The process matters because notifiable building work that is carried out without Building Control involvement is, in plain terms, unauthorised. There is no time limit after which unauthorised work becomes "legal" simply by age — the enforcement window for prosecution is limited, but the work remains non-compliant and the lack of a certificate follows the property forever. The fix for already-completed unauthorised work is a regularisation certificate, applied for retrospectively, which usually involves opening up finished work for inspection.
A common misconception is that planning permission and Building Regulations are the same thing — they are entirely separate regimes. Planning controls what you may build and how it looks; Building Regulations control how it is built (structure, fire safety, energy, drainage, ventilation, access). You can have full planning permission and still be in breach of Building Regulations, and vice versa. Another frequent error is assuming that a Competent Person Scheme self-certification (FENSA, NICEIC, Gas Safe) is a Building Control completion certificate — it is a separate but equivalent route that produces its own compliance certificate without involving the local authority directly.
Key Facts
- Legal basis — The Building Regulations 2010 (SI 2010/2214) and the Building Act 1984 govern the regime in England. Wales has its own Building Regulations 2010 (Wales) following devolution in 2012.
- Two supervising bodies — Work is overseen either by your local authority Building Control department, or by a private Building Control Approver (the term that replaced "Approved Inspector" under the Building Safety Act 2022 from 1 October 2023).
- Approval ≠ completion — A building notice or full plans approval lets work start; the completion certificate is issued only after the final inspection passes.
- Building notice vs full plans — A building notice is a simpler, faster route for straightforward domestic work; a full plans application submits detailed drawings for approval before work starts and is required for more complex projects.
- Regularisation certificate — The retrospective route for work already completed without Building Control approval. Applied for under Regulation 18 of the Building Regulations 2010.
- No statute of limitations on non-compliance — Local authorities historically could not bring enforcement (prosecution) more than a limited period after completion, but the work stays unauthorised and uncertified indefinitely.
- Conveyancing trigger — Solicitors routinely demand completion certificates for any notifiable work (extensions, structural alterations, new windows, electrical work, replacement boilers) carried out in roughly the last 10-15 years.
- Competent Person Schemes — FENSA/CERTASS (windows), Gas Safe (gas), Part P schemes such as NICEIC/NAPIT/ELECSA (electrical) self-certify work and issue their own compliance certificate, bypassing direct LA notification.
- Inspection stages — Typical inspections include: commencement, foundation excavation, foundation concrete, oversite/DPC, drains, before covering structural elements, and final/completion.
- Indemnity insurance — Where a certificate is missing and the work is old, conveyancers sometimes accept a one-off indemnity policy instead of regularisation — but this does not make the work compliant; it only covers the buyer against enforcement loss.

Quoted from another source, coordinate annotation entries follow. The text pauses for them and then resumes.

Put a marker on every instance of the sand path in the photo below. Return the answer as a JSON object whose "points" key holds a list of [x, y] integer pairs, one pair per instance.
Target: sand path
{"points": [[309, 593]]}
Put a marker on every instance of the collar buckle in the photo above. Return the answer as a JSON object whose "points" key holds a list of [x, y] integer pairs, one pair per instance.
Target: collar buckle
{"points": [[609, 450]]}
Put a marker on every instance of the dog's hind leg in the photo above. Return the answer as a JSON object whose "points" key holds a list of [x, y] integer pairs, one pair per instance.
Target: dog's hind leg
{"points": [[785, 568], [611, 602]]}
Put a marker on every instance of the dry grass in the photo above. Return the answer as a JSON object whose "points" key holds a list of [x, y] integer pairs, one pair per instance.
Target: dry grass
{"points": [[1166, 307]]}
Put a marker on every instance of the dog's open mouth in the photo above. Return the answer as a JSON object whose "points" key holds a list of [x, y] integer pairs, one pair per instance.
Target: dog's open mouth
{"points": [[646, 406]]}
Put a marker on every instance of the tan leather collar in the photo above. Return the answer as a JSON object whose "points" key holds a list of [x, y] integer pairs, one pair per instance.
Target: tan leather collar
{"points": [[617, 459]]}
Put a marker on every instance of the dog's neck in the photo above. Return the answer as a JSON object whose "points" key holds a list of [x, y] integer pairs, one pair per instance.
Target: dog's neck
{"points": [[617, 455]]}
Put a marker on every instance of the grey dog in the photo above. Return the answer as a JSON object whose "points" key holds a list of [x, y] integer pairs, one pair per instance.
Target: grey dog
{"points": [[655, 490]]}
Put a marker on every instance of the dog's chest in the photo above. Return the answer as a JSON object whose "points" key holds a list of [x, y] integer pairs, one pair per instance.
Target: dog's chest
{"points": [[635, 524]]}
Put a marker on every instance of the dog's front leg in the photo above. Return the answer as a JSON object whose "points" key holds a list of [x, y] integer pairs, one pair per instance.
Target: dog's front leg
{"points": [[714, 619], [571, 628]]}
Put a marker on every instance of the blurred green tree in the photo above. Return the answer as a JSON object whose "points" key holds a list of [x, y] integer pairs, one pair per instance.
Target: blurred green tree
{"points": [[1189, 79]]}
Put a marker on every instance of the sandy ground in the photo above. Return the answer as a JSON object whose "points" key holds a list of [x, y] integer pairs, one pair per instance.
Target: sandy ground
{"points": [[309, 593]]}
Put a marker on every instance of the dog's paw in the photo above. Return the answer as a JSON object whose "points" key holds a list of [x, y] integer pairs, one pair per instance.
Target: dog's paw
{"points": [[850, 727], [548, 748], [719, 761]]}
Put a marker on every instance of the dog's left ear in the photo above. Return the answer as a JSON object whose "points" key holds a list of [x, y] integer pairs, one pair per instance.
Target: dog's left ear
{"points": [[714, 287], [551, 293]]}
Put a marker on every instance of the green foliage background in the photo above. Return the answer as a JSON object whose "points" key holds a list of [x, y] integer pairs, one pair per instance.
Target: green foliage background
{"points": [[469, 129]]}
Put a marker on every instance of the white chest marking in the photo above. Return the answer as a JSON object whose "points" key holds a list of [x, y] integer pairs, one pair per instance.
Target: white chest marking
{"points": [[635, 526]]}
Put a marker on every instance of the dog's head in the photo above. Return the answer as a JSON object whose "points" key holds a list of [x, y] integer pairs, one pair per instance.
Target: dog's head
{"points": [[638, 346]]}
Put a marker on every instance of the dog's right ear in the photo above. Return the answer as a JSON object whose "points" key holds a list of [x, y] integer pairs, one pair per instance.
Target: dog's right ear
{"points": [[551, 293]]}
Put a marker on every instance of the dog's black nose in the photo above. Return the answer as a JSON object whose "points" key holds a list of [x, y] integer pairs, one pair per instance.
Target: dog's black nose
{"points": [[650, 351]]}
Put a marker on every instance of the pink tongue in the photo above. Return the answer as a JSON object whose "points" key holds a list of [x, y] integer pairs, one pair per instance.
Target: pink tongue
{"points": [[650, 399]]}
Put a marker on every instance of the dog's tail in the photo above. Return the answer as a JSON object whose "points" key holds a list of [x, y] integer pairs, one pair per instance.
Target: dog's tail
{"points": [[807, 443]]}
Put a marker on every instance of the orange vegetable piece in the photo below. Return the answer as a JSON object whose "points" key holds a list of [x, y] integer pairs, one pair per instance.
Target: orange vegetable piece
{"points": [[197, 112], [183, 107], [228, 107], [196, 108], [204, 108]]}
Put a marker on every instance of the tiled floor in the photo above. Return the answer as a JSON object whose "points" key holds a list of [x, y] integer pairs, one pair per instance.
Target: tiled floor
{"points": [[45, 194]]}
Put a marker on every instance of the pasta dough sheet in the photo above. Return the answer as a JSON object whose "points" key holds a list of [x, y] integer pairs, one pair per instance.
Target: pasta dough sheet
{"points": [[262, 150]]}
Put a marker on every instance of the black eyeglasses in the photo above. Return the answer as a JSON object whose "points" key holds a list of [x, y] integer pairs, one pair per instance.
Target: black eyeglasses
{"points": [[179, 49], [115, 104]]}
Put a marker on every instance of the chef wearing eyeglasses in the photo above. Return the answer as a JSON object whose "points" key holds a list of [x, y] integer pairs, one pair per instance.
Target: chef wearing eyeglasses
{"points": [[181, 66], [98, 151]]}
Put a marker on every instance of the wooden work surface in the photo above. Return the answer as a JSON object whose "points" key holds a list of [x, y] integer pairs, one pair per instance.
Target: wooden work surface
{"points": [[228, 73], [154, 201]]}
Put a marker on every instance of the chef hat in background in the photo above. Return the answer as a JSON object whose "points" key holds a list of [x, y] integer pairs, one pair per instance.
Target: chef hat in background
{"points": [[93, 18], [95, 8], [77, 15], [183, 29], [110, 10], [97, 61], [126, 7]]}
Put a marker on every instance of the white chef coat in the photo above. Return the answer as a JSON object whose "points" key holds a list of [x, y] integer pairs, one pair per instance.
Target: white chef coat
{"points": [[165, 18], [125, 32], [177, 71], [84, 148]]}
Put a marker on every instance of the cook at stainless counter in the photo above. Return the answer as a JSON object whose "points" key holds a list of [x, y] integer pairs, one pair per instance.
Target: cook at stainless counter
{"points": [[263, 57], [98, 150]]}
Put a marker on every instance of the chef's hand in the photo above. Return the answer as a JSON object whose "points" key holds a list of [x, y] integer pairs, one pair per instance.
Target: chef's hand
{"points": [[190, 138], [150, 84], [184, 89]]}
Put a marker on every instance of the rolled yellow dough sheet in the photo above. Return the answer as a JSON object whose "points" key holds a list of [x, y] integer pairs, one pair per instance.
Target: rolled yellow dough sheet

- Energy efficiency — Completion of certain works also triggers a requirement for an updated EPC or a Building Regulations compliance notice on energy performance.
- Higher-risk buildings — Under the Building Safety Act 2022, higher-risk buildings (generally 18m+ or 7+ storeys with residential use) follow a separate gateway regime overseen by the Building Safety Regulator, not standard Building Control.
Quick Reference Table
Need to quote compliant work? squote includes relevant regulations in your quotes.
Try squote free →| Document | Issued by | When | What it proves |
|---|---|---|---|
| Full plans approval | LA Building Control / BC Approver | Before work starts | Drawings comply with regs |
| Building notice acknowledgement | LA Building Control | Before work starts | Notice given, work may begin |
| Completion certificate | LA Building Control / BC Approver | After final inspection | Finished work complies (as far as ascertainable) |
| Regularisation certificate | LA Building Control | Retrospectively | Existing unauthorised work now assessed compliant |
| FENSA / CERTASS certificate | Window installer scheme | After window/door install | Glazing complies with Part L/Part B |
| Part P certificate | NICEIC / NAPIT / ELECSA member | After electrical work | Electrical work complies with Part P |
| Gas Safe certificate | Gas Safe registered engineer | After gas work | Gas appliance work compliant & notified |
| EPC | Accredited assessor | On completion/sale/let | Energy performance rating |
Detailed Guidance
When a completion certificate is required
Notifiable building work needs Building Control involvement and therefore produces a completion certificate (or, via a Competent Person Scheme, an equivalent compliance certificate). Common notifiable work includes: extensions and loft conversions, structural alterations such as removing a load-bearing wall or installing a steel beam, underpinning, new or altered drainage, replacement windows and doors, new boilers and heating systems, most fixed electrical work, new bathrooms involving new drainage, and changes of use. Non-notifiable work — like decorating, replacing like-for-like sanitaryware on existing pipework, or minor repairs — does not require a certificate. See [building control](/knowledge/compliance/building-control) for a job-by-job breakdown.
The inspection sequence
On a typical domestic extension, the inspector attends at defined stages and cannot sign off a stage that has already been covered up. This is why timing site visits around the inspector's availability matters to your programme. If you backfill a foundation or board over a steel before it is inspected, you may be asked to open it up again at your cost. Keep a record (photos, dated notes) of each inspection booked and passed — it protects you if a dispute arises later.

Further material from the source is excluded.